Allenby wants 'nightmare' behind him

By Doug Ferguson
Published on
Allenby wants 'nightmare' behind him

KAPALUA, Hawaii (AP) -- Robert Allenby returned to paradise with hopes of putting a nightmare behind him.

Allenby has missed the Sony Open only three times in his 17 years on the PGA Tour, and this would have been an acceptable occasion to miss. He went from victim of what he first described as a robbery and kidnapping to the butt of jokes over a bizarre night in Honolulu that left him with a bloodied forehead and no memory of what happened.

So why bother going back?

"I've got so many great memories here that I wasn't going to let one bad one interrupt it," he said Sunday night after checking into the Kahala Hotel at Waialae Country Club. "I also thought for my own well-being that maybe I could come here and face it and put some closure on what happened last year."

He had dinner at the hotel with friends and already has his dining plans laid out for the week.

"Room service and (hotel) restaurant," he said.

The 44-year-old Australian last year missed the cut in the first full-field event of the year, and then went to Amuse Wine Bar with his caddie and a friend.
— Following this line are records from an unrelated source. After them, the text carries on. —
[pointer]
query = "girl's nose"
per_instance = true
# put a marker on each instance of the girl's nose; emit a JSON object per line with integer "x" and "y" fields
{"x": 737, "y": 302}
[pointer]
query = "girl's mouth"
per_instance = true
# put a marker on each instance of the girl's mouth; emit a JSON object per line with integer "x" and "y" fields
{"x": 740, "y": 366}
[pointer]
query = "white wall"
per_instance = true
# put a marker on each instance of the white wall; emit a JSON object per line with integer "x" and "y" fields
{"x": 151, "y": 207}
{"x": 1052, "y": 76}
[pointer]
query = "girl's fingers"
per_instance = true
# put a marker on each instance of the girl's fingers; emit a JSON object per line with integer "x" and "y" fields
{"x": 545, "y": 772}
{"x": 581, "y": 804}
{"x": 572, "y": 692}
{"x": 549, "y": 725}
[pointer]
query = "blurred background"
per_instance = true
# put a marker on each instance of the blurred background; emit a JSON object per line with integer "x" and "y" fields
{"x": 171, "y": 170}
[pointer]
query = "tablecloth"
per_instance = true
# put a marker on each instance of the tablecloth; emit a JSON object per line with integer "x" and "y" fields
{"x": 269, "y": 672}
He recalls golf fans recognizing him and wanting a photo. He said police surveillance shows him leaving the restaurant. And that was it.

Whatever happened that night — Allenby says he still doesn't remember anything during a 2½-hour window — it might have gone unnoticed except that Allenby posted a photo his private Facebook page of a bloody scrape on his head and a swollen eye.

Then came the tale of being tossed from the trunk of a car. Allenby said he was told that by a homeless woman who helped him escape from the park after his story was questioned. A homeless man said he saw Allenby pass out and hit his head on a rock.

He was found unconscious about a block from the restaurant.

Golf Channel cited unidentified sources at a strip club that Allenby ran up a $3,400 tab at Club Femme Nu. However, Honolulu Police Det. John McCarthy said the report was not true and the police investigation showed Allenby was never in the strip club.

Allenby believes someone slipped a date-rape drug into his drink at the restaurant when he was taking photos, which he said explains the memory loss.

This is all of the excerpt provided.